State Attorney General Tish James is getting headlines for what seems like a solid new lawsuit against Amazon for allegedly failing to protect warehouse employees from COVID. She should get just as much ink for a lawsuit that never was: an attempt to take the City of New York to court for $810 million for supposedly inflating the price of thousands of taxi medallions over a 14-year period.
Last Feb. 20, James announced her plans to sue, claiming that the city under Mayors Bloomberg and de Blasio and its Taxi and Limousine Commission “that defrauded hundreds of medallion owners,” and demanding nearly a billion in damages from city taxpayers.
Then the city lawyers waited, and waited, like for a cab that never comes. Turned out, James didn’t have the goods. Her officials claim she gave up the ghost because the COVID pandemic hit, and suffering medallion owners and drivers wanted more immediate relief via debt relief, not a dragged-out lawsuit that could be subject to appeal. But that relief still hasn’t come. In any event, either there was a many-year fraud or there wasn’t. Either the case held water or it didn’t.
It didn’t. As we said at the time, “the prime cause” of cratering medallion values “wasn’t poorly regulated speculation but the rise of competition from Uber and Lyft.” Of course: Flooding the streets with upwards of 100,000 new vehicles freshly allowed to grab fares from 13,587 yellow cabs, which were supposed to have a street-hail monopoly, fundamentally slashed taxi driver income.
This is a depressingly predictable pattern for the attorney general.
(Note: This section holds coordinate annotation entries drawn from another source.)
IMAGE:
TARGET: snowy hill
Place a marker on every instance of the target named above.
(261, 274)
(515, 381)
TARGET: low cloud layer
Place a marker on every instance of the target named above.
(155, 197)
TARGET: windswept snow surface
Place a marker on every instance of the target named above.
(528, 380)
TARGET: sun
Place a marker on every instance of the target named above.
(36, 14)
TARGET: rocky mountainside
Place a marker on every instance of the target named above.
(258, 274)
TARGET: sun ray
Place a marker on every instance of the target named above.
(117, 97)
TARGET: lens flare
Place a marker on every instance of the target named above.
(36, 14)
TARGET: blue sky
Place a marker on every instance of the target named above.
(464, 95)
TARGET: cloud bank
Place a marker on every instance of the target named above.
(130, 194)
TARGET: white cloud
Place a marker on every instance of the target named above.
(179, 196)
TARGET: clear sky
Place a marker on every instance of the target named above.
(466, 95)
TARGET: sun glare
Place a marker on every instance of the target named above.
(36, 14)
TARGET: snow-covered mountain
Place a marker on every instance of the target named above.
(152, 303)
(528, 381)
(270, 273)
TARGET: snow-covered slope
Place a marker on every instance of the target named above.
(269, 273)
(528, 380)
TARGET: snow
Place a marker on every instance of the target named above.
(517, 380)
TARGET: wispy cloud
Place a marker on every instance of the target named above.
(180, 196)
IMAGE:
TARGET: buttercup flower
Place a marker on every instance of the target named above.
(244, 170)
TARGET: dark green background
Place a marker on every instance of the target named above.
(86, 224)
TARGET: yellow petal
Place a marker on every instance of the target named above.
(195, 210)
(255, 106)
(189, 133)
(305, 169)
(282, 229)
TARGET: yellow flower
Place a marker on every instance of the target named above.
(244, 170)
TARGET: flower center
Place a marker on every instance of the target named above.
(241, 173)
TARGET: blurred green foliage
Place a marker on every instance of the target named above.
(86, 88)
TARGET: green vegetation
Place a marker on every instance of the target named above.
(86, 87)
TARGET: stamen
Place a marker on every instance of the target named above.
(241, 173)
Her case against the city and the NYPD for the way cops policed protests last summer, filed earlier this year, rests on shaky ground. After she took the Trump administration to court for capping the state and local tax deduction, the weak case challenging a bad but wholly legal federal policy choice got dismissed. As city public advocate, she was repeatedly removed from lawsuits for lacking legal standing.
Can the people of New York file suit against their AG for frivolity?